13.2 Force majeure. Neither party is liable for any delay or failure caused by an event beyond its reasonable control, including natural disasters, acts of government, floods, fires, earthquakes, civil unrest, acts of terrorism, strikes or other labour disputes (other than those involving its own employees), failures of Internet service providers, or unavailability of third-party websites.

13.3 Assignment. The Customer may not assign the agreement without Amélio's prior written consent. Amélio may assign the agreement to an affiliate or in connection with a merger, reorganization or sale of assets.

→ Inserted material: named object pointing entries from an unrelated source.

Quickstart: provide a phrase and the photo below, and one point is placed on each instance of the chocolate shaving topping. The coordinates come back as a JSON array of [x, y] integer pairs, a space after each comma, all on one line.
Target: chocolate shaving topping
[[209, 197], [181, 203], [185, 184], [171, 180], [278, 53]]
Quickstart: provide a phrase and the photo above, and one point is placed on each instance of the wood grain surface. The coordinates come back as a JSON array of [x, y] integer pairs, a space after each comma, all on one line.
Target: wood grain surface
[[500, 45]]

13.4 Changes to the Terms. Amélio may update these Terms and publishes the current version online. For material changes, Amélio notifies the Customer by reasonable means. Continued use of the Platform after a change takes effect constitutes acceptance. For an ongoing subscription, material changes take effect at the next renewal.

13.5 Severability, entire agreement and notices. Any provision found unlawful or unenforceable is severed, with the remainder continuing in full force. The agreement constitutes the entire agreement between the parties and supersedes all prior communications, written or oral. Notices are given in writing, including by email to the parties' contact details.

13.6 Governing law and jurisdiction. The agreement is governed by the laws of the Province of Quebec and the federal laws of Canada applicable therein, without regard to conflict-of-laws principles. The parties submit to the exclusive jurisdiction of the courts of the judicial district of Montreal (Quebec, Canada), unless the Order Form expressly provides for other governing law or forum.

13.7 Language. The parties have expressly required that these Terms and all related documents be drawn up in English where the Order Form so provides. For Customers established in Quebec, a French version prevails unless the Order Form states otherwise.

14. Contact

Amélio inc., 16240 rue de l'Esplanade, Mirabel, Quebec J7N 0Y8, Canada. Phone: 1-888-610-5610. Email: [email protected]. For any question regarding personal information protection, see Amélio's privacy policy.